CBS' Sixty Minutes last night ran a segment on the growing number of U.S. physicians of foreign origin. Correspondent Leslie Stahl said, "If the question used to be 'Is there a doctor in the house,' today it's more likely to be, 'Where are you from, doctor, and how did you end up in the Unites States?' Not a bad question, considering that doctors from abroad now account for ... 25% of all our MDs. There's not another profession in America with numbers like that." Stahl continued, "Big city hospitals today are a United Nations of medicine. You're as likely to be treated by someone from the Philippines as someone from Philadelphia. The same thing is true in small-town America. Marcus Welby doesn't practice there anymore. ... Dr. Abraham Verghese, who himself came from India 20 years ago ... [is] training this year's crop of residents as a professor of Internal Medicine at Texas Tech Medical School." Not one of Verghese's 24 residents this year was educated in America.
'A Very Powerful Incentive'
"Simply put," Stahl said, "American medical schools aren't graduating enough doctors to go around. ... Seventeen thousand Med School graduates, twenty-four thousand jobs; the huge disparity was created by a massive government subsidy through Medicare, $8 billion this year alone, which has encouraged teaching hospitals to create more and more residency slots." Former Assistant Surgeon General Fitzhugh Mullen noted, "The best data we have suggest that the average resident is worth $70,000 a year from Medicare to a given hospital. That's a very powerful incentive." Stahl: "So in other words, these hospitals kept adding residency slots because they were getting this money?" Mullen: "We saw the number of residents in the country go up about 25% over a period of about six or eight years, every year 4 or 5% more residents.

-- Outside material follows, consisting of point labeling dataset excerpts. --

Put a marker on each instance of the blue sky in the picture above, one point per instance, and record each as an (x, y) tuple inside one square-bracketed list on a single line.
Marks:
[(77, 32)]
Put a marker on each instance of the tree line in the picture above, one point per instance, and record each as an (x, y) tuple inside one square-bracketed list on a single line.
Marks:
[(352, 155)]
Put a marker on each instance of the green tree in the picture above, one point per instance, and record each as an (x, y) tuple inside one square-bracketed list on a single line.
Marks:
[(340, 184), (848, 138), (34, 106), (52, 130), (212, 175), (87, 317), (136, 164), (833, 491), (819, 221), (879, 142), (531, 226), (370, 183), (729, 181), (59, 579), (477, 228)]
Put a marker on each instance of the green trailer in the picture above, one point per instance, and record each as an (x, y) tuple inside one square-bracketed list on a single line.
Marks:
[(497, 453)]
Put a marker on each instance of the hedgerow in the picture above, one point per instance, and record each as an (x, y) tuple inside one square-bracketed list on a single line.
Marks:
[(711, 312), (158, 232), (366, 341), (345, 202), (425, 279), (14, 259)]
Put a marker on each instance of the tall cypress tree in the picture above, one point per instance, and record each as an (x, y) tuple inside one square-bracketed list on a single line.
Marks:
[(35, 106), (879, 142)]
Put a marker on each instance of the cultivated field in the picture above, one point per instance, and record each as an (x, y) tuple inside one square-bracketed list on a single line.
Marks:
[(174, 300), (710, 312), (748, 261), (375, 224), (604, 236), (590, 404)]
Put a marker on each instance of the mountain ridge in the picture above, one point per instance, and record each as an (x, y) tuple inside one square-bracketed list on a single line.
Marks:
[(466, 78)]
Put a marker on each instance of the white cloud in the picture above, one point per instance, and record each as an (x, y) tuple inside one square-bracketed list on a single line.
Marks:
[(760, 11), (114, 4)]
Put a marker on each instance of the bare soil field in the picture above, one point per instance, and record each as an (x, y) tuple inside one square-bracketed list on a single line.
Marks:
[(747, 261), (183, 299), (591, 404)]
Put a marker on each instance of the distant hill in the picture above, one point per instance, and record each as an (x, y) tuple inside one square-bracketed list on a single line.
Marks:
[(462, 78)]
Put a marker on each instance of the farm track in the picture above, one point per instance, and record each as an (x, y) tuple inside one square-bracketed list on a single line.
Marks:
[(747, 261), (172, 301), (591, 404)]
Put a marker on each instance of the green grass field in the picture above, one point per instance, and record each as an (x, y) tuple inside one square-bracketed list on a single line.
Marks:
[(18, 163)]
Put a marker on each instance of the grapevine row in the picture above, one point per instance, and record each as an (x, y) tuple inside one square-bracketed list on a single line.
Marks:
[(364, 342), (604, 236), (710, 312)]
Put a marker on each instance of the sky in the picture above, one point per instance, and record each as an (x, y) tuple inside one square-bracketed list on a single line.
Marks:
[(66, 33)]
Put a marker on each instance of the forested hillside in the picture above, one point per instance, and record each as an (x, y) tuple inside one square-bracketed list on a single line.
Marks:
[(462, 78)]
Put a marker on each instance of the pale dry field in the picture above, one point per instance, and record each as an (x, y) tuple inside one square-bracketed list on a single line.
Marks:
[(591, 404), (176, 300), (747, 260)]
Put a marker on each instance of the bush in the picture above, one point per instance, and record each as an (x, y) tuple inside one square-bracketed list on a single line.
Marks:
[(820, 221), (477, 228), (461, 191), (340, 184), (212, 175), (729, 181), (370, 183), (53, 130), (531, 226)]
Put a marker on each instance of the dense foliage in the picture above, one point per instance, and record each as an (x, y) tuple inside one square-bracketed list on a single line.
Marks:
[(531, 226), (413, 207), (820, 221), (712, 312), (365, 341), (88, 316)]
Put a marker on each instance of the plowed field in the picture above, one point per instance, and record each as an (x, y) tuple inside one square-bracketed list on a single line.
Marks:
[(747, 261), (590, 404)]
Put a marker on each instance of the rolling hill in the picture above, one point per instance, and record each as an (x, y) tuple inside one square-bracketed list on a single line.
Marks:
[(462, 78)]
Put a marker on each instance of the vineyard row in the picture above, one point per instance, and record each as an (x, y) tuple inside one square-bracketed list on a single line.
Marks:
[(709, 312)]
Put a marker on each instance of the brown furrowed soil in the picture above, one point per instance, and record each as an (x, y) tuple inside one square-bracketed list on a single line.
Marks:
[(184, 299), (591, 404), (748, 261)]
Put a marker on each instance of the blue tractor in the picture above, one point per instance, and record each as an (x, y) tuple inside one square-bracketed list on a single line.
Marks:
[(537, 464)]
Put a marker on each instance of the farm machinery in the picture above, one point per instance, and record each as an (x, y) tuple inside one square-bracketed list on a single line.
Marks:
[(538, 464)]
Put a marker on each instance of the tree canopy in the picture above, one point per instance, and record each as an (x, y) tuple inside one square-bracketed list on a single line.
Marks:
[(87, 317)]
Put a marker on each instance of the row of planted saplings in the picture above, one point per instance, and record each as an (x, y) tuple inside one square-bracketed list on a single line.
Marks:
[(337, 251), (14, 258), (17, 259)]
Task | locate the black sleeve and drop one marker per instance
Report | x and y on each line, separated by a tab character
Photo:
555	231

They were already hiring all of the U.S. graduates, the only place they could go to get more residents was abroad." Stahl notes that the "government did recently put a cap on the number of residents it'll pay for, but that still leaves room for thousands of foreign medical school graduates every year."
Not Enough for Schools
But Mullen says it's preventing U.S. students from becoming doctors. Mullen said, "You had upwards of 30,00 students last year rejected from medical school. Of every five individuals who applied to go to U.S. medical schools, three do not get in." Stahl explained, "For the last 20 years, enrollment at American medical schools hasn't grown, partly because they don't have anything like the federal subsidy that hospitals get for residents. In fact, some have squeezed their enrollments down slightly. That, according to Abraham Verghese, has produced foreign medical schools in which every student hope to come to the U.S." Stahl asked Verghese, "Now you sometimes go back to India to recruit residents?" Verghese: "I was absolutely inundated by applicants. I put in a small ad in a newspaper in India, and I set a very high standard of what I was looking for in terms of the scores on these examinations we go through, and I had something like 400 responses. I spent days trying to get my five candidates." Stahl: "Verghese was able to choose the cream of the crop, and it's typical: generally the best, most qualified graduates of foreign medical schools end up in the U.S. Many of them come on what is called a J-1 visa, which is meant to be just a temporary ticket into the U.S., good for only as long as a doctor is in training." But Verghese said that "most don't go back, because of this loophole that says if you can show that there's an underserved area that would require your services and cannot find anybody else, you can have a J-1 waiver."
'De Facto Segregation'
Stahl continued: "Foreign doctors take jobs where American doctors won't, and practice in places where American doctors won't, and that has produced a de-facto segregation." She asked Mullen, "If we have a system where the foreign doctors come and serve these areas that the American doctors don't seem to want to go to, aren't willing to go to, what's wrong with that?" Mullen replied, "We have no business using the medical schools of India and Pakistan and Romania and Canada to staff our needs. That's like 30 or 40 medical schools, full-out medical schools, graduating all of their classes into the United States. This is the brain-drain, and it's not necessary." Mullen said U.S. schools should admit more Americans and "convince them to practice where they're most needed once their training is over." He advocates expand the National Health Service Corps, which pays off American graduate student loans worth several hundred thousand per student, "if they practice in small towns or inner cities for a few years" ("60 Minutes," CBS, 11/7).